El aprovechamiento de los rastrojos de granos básicos, la promoción del cultivo de caña y otros productos para garantizar la alimentación del ganado en épocas de sequía, son parte de estas capacitaciones y dataciones de recursos para los productores de los departamentos de Estelí, Matagalpa, Jinotega, Madriz y Nueva Segovia.
Unos tres mil productores fueron seleccionados en estas zonas, principalmente las más afectadas con la sequía del año pasado para impulsar este nuevo proyecto con el que ahora afirman tienen suficiente alimento para el ganado y la producción de lácteos se les ha aumentado.

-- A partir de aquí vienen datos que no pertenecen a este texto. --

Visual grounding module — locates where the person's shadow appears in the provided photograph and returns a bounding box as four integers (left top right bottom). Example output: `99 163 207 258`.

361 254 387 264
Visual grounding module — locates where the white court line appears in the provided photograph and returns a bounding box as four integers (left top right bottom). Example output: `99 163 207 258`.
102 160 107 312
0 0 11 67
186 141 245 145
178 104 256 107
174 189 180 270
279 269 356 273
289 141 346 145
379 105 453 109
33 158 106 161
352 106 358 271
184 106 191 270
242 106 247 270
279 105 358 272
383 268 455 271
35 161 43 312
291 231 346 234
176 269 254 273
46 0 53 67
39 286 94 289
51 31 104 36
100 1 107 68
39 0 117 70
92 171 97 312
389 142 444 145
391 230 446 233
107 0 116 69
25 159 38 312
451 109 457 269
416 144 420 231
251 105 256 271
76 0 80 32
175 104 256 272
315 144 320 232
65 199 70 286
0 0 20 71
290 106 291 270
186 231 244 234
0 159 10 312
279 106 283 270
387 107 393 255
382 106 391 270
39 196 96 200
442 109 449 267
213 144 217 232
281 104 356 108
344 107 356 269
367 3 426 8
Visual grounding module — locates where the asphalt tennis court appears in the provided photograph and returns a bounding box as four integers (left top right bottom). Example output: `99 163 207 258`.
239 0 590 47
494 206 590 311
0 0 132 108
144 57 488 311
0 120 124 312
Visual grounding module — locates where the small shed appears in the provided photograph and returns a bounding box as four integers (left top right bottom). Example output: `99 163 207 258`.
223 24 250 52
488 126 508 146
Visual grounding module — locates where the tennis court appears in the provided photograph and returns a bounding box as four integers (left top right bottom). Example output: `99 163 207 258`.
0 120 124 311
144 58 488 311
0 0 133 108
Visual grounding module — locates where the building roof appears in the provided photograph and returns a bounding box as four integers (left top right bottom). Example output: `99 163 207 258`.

Asimismo el programa abarca también el apoyo a más de mil productores en el mejoramiento de sus siembras, cosechas y comercialización de granos básicos como frijol, maíz y café. Solo en frijoles se han logrado producir 57 toneladas de grano rojo y otra cantidad menor de frijol negro, explicó Santos Palma, gerente local del proyecto Progresa en Nicaragua.
Agregó que el Gobierno de los Estados Unidos ha destinado casi 12 millones de dólares para impulsar este proyecto que tiene como característica capacitar a los productores beneficiados y convertirlos en promotores de estas prácticas que han logrado mejorar la producción y sus propios recursos.